Empêchez le passage en l'empire des morts ;

Qui, cruel, attaquez qui ne se peut défendre,

Et commandez un mal que vous devriez reprendre. [1610]

Satisfaites les dieux par votre amendement,

Et sachez-moi bon gré ce cet enseignement.


Créon

Sur tout autre votre art me persécute ;

Vous m'entreprenez seul, seul je vous suis en butte.

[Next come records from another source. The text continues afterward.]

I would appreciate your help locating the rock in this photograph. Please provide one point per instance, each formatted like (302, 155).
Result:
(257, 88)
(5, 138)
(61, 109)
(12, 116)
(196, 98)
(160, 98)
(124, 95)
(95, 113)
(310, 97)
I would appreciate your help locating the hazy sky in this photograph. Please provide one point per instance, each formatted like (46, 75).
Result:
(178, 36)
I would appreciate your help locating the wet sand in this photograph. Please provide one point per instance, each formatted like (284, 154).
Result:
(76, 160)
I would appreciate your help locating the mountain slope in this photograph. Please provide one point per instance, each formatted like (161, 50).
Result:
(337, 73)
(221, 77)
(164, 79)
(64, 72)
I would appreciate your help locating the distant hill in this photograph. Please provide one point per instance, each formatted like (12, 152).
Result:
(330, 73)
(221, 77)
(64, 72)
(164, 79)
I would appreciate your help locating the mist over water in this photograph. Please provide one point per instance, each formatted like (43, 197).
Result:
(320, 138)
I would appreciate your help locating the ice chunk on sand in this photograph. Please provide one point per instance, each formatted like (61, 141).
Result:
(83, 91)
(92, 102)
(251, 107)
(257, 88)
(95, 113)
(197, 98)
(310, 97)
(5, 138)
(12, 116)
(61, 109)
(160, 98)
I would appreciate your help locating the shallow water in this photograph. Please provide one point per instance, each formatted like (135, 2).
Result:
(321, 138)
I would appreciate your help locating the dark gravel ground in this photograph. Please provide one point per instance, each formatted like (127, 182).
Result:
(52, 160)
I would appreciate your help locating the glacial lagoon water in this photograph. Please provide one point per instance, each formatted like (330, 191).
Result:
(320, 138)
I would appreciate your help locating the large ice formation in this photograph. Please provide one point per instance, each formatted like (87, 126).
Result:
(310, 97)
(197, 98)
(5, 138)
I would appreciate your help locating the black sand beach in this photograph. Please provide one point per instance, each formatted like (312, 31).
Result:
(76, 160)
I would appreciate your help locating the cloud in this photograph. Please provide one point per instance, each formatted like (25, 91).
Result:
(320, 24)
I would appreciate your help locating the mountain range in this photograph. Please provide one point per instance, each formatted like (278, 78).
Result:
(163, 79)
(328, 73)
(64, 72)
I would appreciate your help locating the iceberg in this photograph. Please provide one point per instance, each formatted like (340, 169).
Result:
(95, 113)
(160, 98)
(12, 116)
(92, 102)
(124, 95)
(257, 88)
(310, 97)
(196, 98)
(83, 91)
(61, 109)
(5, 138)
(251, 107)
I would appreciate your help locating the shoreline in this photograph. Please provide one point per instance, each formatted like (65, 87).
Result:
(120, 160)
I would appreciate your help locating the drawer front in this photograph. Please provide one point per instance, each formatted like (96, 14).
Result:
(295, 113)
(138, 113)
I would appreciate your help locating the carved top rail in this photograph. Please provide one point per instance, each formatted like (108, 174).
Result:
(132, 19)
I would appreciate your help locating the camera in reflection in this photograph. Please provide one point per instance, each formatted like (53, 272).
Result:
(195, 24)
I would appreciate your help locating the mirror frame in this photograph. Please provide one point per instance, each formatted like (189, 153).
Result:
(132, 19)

Il faut bien que cet art, saint et sacré qu'il est, [1615]

Parmi sa pureté mêle quelque intérêt ;

Car le ciel laisse agir l'ordre de la nature,

Et n'a pas toujours l’œil sur une créature.

L'or est un charme étrange, un métal précieux

Qui corrompt toute chose et tenterait les dieux ; [1620]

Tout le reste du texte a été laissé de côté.